Avaliar se um sistema de armas autônomo pode ser usado em conformidade com o IHL pode depender de características técnicas específicas e do desempenho do sistema de armas e das circunstâncias pretendidas e esperadas de seu uso. Estas características referem-se: à tarefa que a arma carrega, ao tipo de alvo que ela ataca, ao ambiente em que a arma opera, a sua movimentação no espaço, ao período de tempo de operação do sistema, à habilidade de se adaptar às mudanças de ambiente, à confiabilidade do sistema em relação a falhas ou hackeamento e ao seu potencial de supervisão e intervenção humana.

A questão que tem sido debatida é, como sistemas de armas autônomas podem aplicar princípios de humanidade e consciência pública como determina a “Martens Clause” para casos onde não há um tratado especificado para proteger civis e combatentes? Preocupados com os possíveis impactos relacionados às armas autônomas, em dezembro de 2016, participantes da CCW (Convention on Certain Conventional Weapons) criaram o grupo GGE (Group of Governmental Experts) para tratar questões relacionadas a essa emergente tecnologia.

A primeira reunião do grupo, ocorrida entre 13 e 17 de novembro de 2017, teve o intuito de criar fundamentos jurídicos proibindo o desenvolvimento, produção e uso de sistemas de armas autônomas letais. Apesar da maioria dos países concordarem sobre a necessidade de um instrumento legal de proibição das LAWS alguns países como Estados Unidos e Rússia foram relutantes em começar negociações nesse campo. A primeira reunião terminou, então, sem nem mesmo uma definição válida para sistemas de armas autônomas letais.

Definições de autonomiaEditar

Acordos que restringem o uso de alguns tipos de armas já existem, como é o caso para armas químicas e biológicas, e muitos tratados são hoje fortemente respeitados.

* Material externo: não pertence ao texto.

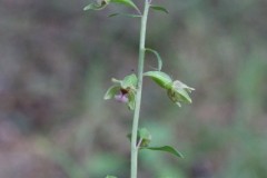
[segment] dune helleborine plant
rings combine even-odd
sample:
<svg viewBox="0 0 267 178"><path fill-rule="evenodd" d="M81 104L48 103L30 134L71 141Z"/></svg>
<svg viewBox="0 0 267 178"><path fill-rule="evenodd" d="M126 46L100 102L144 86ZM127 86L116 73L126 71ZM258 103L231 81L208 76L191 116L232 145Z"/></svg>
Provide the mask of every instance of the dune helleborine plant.
<svg viewBox="0 0 267 178"><path fill-rule="evenodd" d="M115 99L117 101L126 103L126 106L134 111L132 130L127 136L131 142L131 169L130 178L137 178L138 168L138 151L158 150L169 152L176 157L182 158L182 155L172 148L171 146L150 146L151 135L146 128L139 128L139 112L141 103L142 92L142 79L144 77L151 78L159 87L166 90L169 99L181 107L181 103L191 103L189 93L195 90L191 87L182 83L179 80L172 80L169 75L161 71L162 60L160 55L150 48L146 48L146 31L147 31L147 19L149 10L155 10L164 13L168 13L168 10L161 6L155 6L152 0L144 0L144 11L131 0L96 0L83 8L83 10L102 10L110 3L122 4L135 10L135 13L112 13L109 17L126 16L130 18L140 18L140 39L139 39L139 59L138 59L138 72L126 76L123 79L112 78L113 85L108 89L105 95L105 99ZM158 68L154 71L144 72L145 55L151 52L158 60ZM115 176L107 176L106 178L116 178Z"/></svg>

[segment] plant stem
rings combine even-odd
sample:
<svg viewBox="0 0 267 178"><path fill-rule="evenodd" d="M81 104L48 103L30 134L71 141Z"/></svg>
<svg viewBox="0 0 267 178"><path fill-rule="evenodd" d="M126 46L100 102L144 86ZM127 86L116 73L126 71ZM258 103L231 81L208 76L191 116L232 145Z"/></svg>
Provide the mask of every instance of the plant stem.
<svg viewBox="0 0 267 178"><path fill-rule="evenodd" d="M149 0L145 0L145 8L144 8L144 14L141 17L141 29L140 29L136 109L135 109L135 113L134 113L132 130L131 130L131 175L130 175L130 178L137 178L137 167L138 167L137 131L138 131L138 122L139 122L140 106L141 106L142 73L144 73L144 61L145 61L145 52L146 52L145 43L146 43L147 18L148 18L149 6L150 6Z"/></svg>

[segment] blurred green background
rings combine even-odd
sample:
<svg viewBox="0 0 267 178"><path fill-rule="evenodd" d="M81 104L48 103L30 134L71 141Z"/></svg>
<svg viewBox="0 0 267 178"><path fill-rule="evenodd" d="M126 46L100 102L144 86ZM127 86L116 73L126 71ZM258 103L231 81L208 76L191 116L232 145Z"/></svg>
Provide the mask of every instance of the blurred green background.
<svg viewBox="0 0 267 178"><path fill-rule="evenodd" d="M170 13L151 11L147 46L196 91L178 108L145 80L140 126L185 159L144 150L139 177L266 178L267 1L154 1ZM1 178L129 177L132 113L102 97L137 70L139 21L88 3L0 1Z"/></svg>

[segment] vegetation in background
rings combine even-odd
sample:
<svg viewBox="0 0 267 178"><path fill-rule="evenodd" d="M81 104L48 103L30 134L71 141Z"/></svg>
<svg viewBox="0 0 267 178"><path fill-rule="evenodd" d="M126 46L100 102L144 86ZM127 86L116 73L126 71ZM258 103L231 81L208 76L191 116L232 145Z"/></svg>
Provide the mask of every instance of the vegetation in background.
<svg viewBox="0 0 267 178"><path fill-rule="evenodd" d="M89 16L87 3L0 2L0 177L128 177L130 113L102 101L102 89L108 73L137 71L139 21L107 20L122 6ZM266 177L266 2L165 6L168 16L150 14L147 46L197 90L194 105L177 109L145 78L142 126L154 145L171 142L186 159L144 150L139 177Z"/></svg>

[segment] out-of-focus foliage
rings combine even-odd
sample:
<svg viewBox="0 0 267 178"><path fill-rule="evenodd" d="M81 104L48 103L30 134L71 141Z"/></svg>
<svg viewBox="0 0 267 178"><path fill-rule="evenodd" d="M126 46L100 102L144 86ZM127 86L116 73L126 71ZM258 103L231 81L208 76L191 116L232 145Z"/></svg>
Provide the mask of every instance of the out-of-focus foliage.
<svg viewBox="0 0 267 178"><path fill-rule="evenodd" d="M139 21L88 3L0 1L0 177L128 177L131 112L102 97L110 78L136 71ZM145 80L141 127L185 159L144 150L139 177L267 177L267 1L155 4L169 13L151 11L147 46L196 91L177 108Z"/></svg>

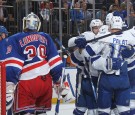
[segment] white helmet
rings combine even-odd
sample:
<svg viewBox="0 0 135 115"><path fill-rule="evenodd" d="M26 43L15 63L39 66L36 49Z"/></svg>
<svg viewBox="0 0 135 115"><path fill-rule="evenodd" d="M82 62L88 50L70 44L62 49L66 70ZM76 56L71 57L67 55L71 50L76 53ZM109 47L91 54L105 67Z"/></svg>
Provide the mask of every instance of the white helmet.
<svg viewBox="0 0 135 115"><path fill-rule="evenodd" d="M100 19L93 19L91 22L90 22L90 29L92 31L92 27L95 27L95 26L102 26L103 23Z"/></svg>
<svg viewBox="0 0 135 115"><path fill-rule="evenodd" d="M30 29L30 30L39 31L40 26L41 26L41 21L39 17L33 12L28 14L27 17L23 18L23 30Z"/></svg>
<svg viewBox="0 0 135 115"><path fill-rule="evenodd" d="M110 26L112 17L113 17L113 13L107 14L106 19L105 19L106 25Z"/></svg>
<svg viewBox="0 0 135 115"><path fill-rule="evenodd" d="M122 29L123 21L120 16L113 16L110 24L111 29Z"/></svg>

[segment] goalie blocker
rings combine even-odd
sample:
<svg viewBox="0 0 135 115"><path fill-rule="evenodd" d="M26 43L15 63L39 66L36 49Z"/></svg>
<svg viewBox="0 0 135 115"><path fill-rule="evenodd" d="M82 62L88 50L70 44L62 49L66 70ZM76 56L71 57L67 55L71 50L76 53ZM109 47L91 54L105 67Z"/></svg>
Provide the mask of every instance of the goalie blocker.
<svg viewBox="0 0 135 115"><path fill-rule="evenodd" d="M54 90L58 95L58 92L61 94L63 103L70 103L75 100L75 97L71 91L72 86L70 86L69 81L67 80L67 75L64 76L62 86L60 84L54 84Z"/></svg>

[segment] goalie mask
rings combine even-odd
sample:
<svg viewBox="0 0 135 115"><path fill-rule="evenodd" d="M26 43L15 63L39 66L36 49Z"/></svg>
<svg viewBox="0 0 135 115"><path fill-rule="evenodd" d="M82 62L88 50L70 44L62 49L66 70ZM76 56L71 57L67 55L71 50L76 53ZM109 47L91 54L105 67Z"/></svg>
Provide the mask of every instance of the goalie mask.
<svg viewBox="0 0 135 115"><path fill-rule="evenodd" d="M97 34L102 25L103 23L100 19L93 19L90 23L90 29L94 34Z"/></svg>
<svg viewBox="0 0 135 115"><path fill-rule="evenodd" d="M122 29L123 21L120 16L113 16L110 24L111 29Z"/></svg>
<svg viewBox="0 0 135 115"><path fill-rule="evenodd" d="M41 21L39 17L33 12L28 14L27 17L23 18L23 30L29 29L29 30L39 31L40 26L41 26Z"/></svg>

Porém, no caso das LAWs tem sido mais complicado já que não existe um consenso sobre como definir autonomia e seus níveis. Essa falta de definição de um padrão é o principal empecilho para o fechamento de acordos restritivos.

Além disso, mesmo que se chegue a um consenso a fiscalização sobre esse tipo de produção é bastante difícil, pois esse tipo de sistema pode ser facilmente desenvolvido em pequenas oficinas sem deixar rastros. Portanto, os esforços de proibição possivelmente seriam voltados à produção em massa e a seu emprego deixando de lado questões sobre pesquisa, desenvolvimento e teste dessas máquinas. A proibição total ainda significaria o abandono de armas de menor nível de autonomia já produzidas em massa e distribuídas hoje.

Muitas são as definições atribuídas à palavra ‘autonomia’. Para alguns, ela está relacionada apenas à automatização de alto nível, como a usada em sistemas de piloto automático de aeronaves, como define a Defense Science Board. Já para outros, um sistema autônomo é capaz de reunir informações importantes e baseado em um conjunto de regras tomar uma decisão, como descreve o documento Unmanned Systems Integrated Roadmap FY2011-2036 (“Mapa Integrado dos Sistemas Não Tripulados: 2011-2036”).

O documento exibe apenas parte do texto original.